I had wondered why Jesus chose to speak about teaching regarding the honoring of father and mother and not some other teaching. Later that morning, I got frustrated with my mother because I wanted her to be more decisive about whether we were going to coffee that morning. It was absolutely stupid of me- we go for coffee all the time, and I should have been patient with the other things she was doing that morning, but I chose instead to be selfish, arrogant, and frustrated. I reacted instead of having compassion and faith that we would have time to discuss what needed to be discussed just staying at home. I opened my mouth too wide and felt immense pain because it pulled on the stitches still in from my surgery. I felt it all day as a reminder of having learned my lesson. I need to be more mature than this. I need to deepen my faith that God will provide and that it is never fair to project perfection onto an imperfect human being. God meets us with compassion so that we may meet our brethren with the same compassion. I was quickly convicted, repented and was reconciled to my mother who forgave me for the pain I caused her.

All this got me thinking of what it means to be holy. To choose the better way. To go against feelings and lean on God's Truth. It is so easy to get sucked into a "whatever feels right" mentality, but that so often is contrary to what IS right. Often, when we are reactive, that results from an inability (or choice not) to trust God. He has so many promises for us that He fulfills daily.
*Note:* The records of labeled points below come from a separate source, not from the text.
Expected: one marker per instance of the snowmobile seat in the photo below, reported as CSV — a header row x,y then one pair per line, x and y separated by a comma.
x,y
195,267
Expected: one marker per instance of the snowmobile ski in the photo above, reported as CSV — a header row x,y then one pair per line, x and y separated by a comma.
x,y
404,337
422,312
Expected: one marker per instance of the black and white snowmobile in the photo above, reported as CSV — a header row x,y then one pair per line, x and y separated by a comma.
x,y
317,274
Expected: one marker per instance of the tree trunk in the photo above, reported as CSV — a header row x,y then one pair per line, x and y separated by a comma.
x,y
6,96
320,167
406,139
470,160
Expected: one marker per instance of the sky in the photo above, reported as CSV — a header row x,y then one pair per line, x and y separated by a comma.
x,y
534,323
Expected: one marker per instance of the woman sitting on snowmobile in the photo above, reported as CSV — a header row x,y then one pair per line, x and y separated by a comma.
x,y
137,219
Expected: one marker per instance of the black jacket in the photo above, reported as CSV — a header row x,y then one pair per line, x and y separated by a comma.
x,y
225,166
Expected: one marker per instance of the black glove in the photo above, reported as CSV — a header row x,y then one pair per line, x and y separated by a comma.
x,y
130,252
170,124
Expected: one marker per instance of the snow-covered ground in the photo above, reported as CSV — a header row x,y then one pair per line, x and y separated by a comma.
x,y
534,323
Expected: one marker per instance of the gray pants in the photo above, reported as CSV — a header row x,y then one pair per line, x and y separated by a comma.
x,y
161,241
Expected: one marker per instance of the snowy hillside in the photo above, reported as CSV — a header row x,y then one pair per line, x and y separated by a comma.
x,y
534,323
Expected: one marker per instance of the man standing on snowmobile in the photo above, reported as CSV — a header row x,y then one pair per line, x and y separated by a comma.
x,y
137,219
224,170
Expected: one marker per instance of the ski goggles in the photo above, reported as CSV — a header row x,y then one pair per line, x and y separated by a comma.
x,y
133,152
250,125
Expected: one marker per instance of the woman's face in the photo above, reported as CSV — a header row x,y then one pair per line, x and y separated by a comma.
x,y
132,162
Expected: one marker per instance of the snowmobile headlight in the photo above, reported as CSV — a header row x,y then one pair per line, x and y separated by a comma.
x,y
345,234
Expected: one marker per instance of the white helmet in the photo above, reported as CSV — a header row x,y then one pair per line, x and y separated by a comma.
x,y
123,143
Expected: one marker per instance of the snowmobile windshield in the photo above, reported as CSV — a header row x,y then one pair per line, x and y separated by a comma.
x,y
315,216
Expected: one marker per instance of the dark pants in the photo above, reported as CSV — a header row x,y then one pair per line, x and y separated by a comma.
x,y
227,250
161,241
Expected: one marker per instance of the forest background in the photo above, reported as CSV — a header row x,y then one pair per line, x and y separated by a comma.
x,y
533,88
This illustration came to mind. Think about two single people. They both lead lives committed to the Lord and hope to one day meet their spouse and be able to give all they are to that person, without baggage and without regret. One of the two, after waiting a long time and seeing others enter into relationships that are not holy-or not of the standard of their conviction, begins to wane on faith that there will ever be a complement to them. This person, instead of pursuing God during this time, allows their view to be broadened, eventually allowing the attention of another to grasp their time and attention. This causes confusion and eventually a blurring of boundaries- not far at all by the world's standards, but definitely not holding to the original conviction in the end. This eventually ends, but leaves some hurt and baggage that would not be there had they remained aware of the warnings. This person begins to believe that standards are possible, but that everyone has baggage, so this person needs to learn how to forgive and accept past sin instead of holding out for one who has continued to pursue holiness. The other single person remains steadfast. At once, these two meet, both seemingly "holy" by the world's standards, but the one's sin (lack of faith) magnified by the other's real, tested and true faith. The sinner has every right to be turned away by the holy person, just as God has every right to turn us away with our sin (or rather, pride and unfaithfulness).
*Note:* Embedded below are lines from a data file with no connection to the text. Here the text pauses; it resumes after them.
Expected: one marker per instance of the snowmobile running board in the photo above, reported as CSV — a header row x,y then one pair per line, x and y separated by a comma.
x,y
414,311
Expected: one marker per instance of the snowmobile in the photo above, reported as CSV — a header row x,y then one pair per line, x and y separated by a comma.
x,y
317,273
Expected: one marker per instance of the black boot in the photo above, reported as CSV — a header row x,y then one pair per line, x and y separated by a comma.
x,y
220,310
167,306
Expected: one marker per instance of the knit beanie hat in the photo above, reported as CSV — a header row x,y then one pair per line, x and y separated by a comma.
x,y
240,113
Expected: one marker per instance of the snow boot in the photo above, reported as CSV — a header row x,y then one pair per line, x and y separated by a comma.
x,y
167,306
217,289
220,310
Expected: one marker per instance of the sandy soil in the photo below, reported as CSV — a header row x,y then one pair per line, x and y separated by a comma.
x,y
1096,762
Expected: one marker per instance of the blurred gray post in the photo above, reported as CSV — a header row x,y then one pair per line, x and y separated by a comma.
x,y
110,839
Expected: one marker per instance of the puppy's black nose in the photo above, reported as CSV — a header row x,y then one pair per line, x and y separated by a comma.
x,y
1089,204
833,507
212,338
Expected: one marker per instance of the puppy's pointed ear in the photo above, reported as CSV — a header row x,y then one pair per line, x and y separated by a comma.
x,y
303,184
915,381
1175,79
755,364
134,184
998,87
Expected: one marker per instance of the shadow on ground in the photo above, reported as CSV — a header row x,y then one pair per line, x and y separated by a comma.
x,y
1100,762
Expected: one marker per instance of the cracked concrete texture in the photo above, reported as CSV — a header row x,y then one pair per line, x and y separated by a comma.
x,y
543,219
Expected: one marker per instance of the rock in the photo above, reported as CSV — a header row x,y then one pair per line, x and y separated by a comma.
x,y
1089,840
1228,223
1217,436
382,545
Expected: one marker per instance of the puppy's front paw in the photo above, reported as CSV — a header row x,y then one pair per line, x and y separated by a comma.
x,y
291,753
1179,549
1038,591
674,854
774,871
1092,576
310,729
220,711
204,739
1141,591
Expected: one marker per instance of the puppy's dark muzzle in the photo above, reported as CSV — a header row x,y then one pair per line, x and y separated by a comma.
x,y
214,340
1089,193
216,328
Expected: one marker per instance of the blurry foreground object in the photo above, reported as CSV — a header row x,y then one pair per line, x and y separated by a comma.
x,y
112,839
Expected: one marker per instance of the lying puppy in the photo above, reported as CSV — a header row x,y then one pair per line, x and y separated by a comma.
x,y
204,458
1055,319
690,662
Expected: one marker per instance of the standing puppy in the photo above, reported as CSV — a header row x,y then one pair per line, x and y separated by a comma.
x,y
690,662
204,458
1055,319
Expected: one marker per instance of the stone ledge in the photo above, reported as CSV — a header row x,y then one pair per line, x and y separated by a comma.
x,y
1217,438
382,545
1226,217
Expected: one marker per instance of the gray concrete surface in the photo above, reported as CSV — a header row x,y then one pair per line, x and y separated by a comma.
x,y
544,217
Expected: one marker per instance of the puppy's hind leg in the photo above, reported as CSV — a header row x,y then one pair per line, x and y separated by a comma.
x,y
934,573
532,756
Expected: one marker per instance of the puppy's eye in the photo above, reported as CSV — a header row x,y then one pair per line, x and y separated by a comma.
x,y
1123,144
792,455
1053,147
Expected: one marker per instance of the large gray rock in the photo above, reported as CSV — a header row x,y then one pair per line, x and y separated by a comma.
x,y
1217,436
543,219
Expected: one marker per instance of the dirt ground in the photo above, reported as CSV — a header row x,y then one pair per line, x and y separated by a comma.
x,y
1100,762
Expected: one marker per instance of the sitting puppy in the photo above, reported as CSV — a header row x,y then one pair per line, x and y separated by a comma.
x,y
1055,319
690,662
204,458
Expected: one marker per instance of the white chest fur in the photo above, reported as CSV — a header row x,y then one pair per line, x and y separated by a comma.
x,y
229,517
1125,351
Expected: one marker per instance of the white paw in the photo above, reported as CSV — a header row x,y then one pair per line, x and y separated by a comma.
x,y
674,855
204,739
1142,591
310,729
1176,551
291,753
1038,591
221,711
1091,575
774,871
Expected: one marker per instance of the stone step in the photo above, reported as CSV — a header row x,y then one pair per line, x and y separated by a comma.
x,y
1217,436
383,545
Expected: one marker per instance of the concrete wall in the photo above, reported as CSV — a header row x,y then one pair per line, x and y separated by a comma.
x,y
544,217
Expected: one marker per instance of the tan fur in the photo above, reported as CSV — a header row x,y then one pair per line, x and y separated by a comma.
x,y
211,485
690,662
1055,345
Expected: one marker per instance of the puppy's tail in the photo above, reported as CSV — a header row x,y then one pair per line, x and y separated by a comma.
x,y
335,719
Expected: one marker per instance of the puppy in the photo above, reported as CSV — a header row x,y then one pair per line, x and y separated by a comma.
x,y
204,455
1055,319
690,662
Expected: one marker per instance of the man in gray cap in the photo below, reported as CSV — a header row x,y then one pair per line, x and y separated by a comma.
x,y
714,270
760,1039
What does God do, however?

He loves us. He heals us. He sacrificed that which was most valuable for us. He shows us another way so we can live, follow, grow and be complete. He desires our holiness, but we can't know that based on man's standards. We know love, holiness because he desires that we know Him.
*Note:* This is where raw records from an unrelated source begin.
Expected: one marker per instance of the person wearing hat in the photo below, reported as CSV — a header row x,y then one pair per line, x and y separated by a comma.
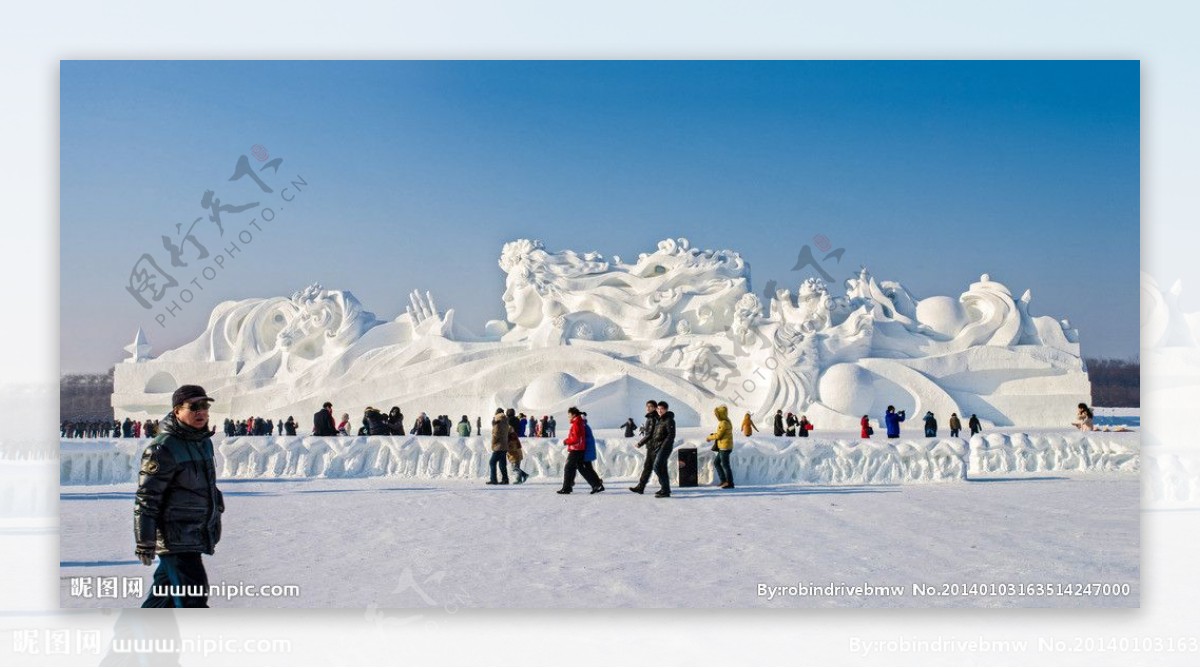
x,y
177,510
323,421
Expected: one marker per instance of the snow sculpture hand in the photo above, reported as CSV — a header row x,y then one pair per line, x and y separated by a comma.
x,y
424,314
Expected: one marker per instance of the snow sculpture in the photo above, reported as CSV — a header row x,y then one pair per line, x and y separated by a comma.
x,y
679,324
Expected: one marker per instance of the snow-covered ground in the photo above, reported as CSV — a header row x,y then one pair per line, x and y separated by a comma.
x,y
408,523
401,543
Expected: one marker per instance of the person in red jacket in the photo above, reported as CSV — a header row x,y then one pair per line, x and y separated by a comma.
x,y
576,444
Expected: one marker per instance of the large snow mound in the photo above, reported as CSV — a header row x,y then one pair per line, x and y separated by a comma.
x,y
755,461
1071,451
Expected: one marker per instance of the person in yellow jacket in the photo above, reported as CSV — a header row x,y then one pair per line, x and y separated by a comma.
x,y
748,426
724,444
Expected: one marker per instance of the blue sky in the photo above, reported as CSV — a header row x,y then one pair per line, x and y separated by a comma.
x,y
929,173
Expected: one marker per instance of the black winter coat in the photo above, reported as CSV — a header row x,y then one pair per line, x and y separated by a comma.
x,y
396,423
664,432
652,417
376,423
178,506
323,423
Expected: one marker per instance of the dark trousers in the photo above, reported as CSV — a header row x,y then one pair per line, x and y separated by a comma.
x,y
647,465
499,458
723,465
181,582
660,468
575,463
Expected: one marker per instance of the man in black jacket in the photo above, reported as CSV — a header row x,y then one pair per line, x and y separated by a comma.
x,y
323,421
177,510
652,417
663,437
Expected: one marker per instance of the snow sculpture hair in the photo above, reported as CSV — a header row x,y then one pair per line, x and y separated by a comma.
x,y
586,296
679,323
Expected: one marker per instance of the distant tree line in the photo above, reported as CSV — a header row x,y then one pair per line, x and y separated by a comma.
x,y
1115,383
85,396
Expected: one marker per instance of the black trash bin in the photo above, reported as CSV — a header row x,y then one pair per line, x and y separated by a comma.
x,y
688,473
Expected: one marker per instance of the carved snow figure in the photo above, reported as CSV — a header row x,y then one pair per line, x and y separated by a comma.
x,y
679,324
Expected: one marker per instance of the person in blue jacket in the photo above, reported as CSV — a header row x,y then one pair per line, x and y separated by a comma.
x,y
892,421
589,453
How grateful I am for a God such as this. May I forever be challenged by His love and the life He gives me so willingly, despite what is deserved!

Mark 7:6-13
6 He replied,
“Isaiah was right when he prophesied about you hypocrites; as it is written:

“‘These people honor me with their lips,
but their hearts are far from me.
7 They worship me in vain;
their teachings are merely human rules.’[b]

8 You have let go of the commands of God and are holding on to human traditions.”

9 And he continued, “You have a fine way of setting aside the commands of God in order to observe[c] your own traditions! 10 For Moses said, ‘Honor your father and mother,’[d] and, ‘Anyone who curses their father or mother is to be put to death.’[e] 11 But you say that if anyone declares that what might have been used to help their father or mother is Corban (that is, devoted to God)— 12 then you no longer let them do anything for their father or mother. 13 Thus you nullify the word of God by your tradition that you have handed down. And you do many things like that."